Using most of answers and Google as references, I implemented some pre-allocation utilities in my SSVUtils library.

Prealloc.h

Example:

using MemUnit = char;
using MemUnitPtr = MemUnit*;
using MemSize = decltype(sizeof(MemUnit)); // Should always be 1 byte

class MemBuffer
{
    Uptr<MemUnit[]> buffer;
    MemRange range;

    MemBuffer(MemSize mSize) : ... 
    { 
        // initialize buffer from mSize
    }
};

class PreAllocatorChunk
{
    protected:
        MemSize chunkSize;
        MemBuffer buffer;
        std::stack<MemRange> available;

    public:
        PreAllocatorChunk(MemSize mChunkSize, unsigned int mChunks) : ...
        {
            // Add "chunks" to to available...
        }

        template<typename T, typename... TArgs> T* create(TArgs&&... mArgs)
        {
            // create on first "chunk" using placement new
            auto toUse(available.top().begin); available.pop();
            return new (toUse) T{std::forward<TArgs>(mArgs)...};
        }
};

More pre-allocation utilities are available:

• PreAllocatorDynamic: pre-allocates a big buffer, then, when creating an object, splits the buffer in two parts:

  • [buffer start, buffer start + obj size)
  • [buffer start + obj size, buffer end)

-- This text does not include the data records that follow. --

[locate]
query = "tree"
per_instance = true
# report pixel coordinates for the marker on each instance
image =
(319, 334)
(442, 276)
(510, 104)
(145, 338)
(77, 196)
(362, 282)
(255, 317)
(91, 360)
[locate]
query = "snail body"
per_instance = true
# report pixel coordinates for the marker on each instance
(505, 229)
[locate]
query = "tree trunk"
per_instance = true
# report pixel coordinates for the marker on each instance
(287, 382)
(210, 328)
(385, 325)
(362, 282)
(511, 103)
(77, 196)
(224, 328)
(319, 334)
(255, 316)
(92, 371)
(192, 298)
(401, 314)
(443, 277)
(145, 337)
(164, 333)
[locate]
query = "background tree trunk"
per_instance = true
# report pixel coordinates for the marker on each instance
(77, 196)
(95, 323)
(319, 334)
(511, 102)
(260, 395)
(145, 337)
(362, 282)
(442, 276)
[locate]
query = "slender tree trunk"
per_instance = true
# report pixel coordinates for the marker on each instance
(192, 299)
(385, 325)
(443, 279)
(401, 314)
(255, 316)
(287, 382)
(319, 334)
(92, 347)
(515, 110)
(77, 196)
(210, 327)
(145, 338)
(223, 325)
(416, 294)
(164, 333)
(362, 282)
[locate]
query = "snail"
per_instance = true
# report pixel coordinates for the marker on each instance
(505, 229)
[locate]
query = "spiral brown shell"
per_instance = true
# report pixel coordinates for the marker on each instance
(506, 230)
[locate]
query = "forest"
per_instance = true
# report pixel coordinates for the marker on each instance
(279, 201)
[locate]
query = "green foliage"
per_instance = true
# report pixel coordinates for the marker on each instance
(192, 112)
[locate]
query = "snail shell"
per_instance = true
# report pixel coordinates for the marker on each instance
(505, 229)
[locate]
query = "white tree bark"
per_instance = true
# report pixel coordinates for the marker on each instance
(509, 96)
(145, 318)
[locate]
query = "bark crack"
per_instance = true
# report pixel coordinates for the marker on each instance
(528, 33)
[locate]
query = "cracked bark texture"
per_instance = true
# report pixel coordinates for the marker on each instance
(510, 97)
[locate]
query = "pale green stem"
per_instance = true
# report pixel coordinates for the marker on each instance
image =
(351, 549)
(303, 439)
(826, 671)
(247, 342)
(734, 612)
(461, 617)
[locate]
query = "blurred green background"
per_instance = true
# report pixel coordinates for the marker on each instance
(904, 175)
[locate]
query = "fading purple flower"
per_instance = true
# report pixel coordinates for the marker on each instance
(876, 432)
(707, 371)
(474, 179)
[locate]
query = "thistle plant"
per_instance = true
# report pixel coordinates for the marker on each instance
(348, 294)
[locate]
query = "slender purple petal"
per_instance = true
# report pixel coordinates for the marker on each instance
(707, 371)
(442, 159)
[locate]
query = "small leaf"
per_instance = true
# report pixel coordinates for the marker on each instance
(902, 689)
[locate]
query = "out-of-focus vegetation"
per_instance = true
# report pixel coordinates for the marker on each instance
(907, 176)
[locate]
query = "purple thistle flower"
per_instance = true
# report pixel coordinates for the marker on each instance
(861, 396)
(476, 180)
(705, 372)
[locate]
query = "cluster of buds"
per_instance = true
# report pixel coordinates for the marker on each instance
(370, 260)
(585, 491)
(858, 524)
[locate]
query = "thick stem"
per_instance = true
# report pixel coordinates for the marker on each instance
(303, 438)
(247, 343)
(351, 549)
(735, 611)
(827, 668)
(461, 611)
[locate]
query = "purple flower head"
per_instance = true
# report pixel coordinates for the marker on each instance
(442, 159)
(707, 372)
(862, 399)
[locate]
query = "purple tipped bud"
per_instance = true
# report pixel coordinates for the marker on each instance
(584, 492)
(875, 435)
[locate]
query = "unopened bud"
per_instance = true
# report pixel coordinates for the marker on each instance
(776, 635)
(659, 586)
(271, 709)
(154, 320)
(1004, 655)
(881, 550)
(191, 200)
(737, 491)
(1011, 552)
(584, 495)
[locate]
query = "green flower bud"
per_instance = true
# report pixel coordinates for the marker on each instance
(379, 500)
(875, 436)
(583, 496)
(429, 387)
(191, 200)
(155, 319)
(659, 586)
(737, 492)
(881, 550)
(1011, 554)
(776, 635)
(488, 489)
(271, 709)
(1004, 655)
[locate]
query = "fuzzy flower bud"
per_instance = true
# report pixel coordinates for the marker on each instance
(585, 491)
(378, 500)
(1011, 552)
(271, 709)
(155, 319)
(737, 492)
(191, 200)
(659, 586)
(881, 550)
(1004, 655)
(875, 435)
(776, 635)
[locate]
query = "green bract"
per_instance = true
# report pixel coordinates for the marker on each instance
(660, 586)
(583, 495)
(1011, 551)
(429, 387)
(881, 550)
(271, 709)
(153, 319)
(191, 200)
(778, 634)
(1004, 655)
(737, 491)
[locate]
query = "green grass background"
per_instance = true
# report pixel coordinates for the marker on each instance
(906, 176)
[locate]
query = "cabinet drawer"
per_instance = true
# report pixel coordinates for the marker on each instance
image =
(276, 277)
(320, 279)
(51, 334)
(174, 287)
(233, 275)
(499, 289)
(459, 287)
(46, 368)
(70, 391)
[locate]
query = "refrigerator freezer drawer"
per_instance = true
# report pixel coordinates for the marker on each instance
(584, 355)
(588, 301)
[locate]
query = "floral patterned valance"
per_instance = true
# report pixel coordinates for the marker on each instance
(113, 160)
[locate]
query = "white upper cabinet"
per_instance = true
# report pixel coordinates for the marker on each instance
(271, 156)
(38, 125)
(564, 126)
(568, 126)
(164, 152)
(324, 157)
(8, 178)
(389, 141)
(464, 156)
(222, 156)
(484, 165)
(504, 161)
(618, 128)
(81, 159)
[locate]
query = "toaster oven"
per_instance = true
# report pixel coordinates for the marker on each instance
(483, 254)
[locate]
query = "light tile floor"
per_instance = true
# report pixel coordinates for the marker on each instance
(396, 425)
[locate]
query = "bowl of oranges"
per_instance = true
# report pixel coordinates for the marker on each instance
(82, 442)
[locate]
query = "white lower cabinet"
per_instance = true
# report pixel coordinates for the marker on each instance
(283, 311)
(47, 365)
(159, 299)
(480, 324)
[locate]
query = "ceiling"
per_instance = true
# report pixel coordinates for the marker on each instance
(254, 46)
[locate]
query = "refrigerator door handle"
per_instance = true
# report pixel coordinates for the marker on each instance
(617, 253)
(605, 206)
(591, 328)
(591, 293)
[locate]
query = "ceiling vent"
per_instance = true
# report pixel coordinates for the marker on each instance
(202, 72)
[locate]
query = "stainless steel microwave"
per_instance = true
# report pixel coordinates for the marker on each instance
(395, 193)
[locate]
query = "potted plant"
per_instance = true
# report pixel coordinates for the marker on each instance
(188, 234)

  When an object is destroyed, its occupied memory range is set as "available". If during creation of a new object no big enough "chunk" is found, the pre-allocator tries to unify contiguous memory chunks before throwing a runtime exception. This pre-allocator is sometimes faster than new/delete, but it greatly depends on the size of pre-allocated buffer.

• PreAllocatorStatic<T>: inherited from PreAllocatorChunk. Size of a chunk is equal to sizeof(T). Fastest pre-allocator, less flexible. Almost always faster than new/delete.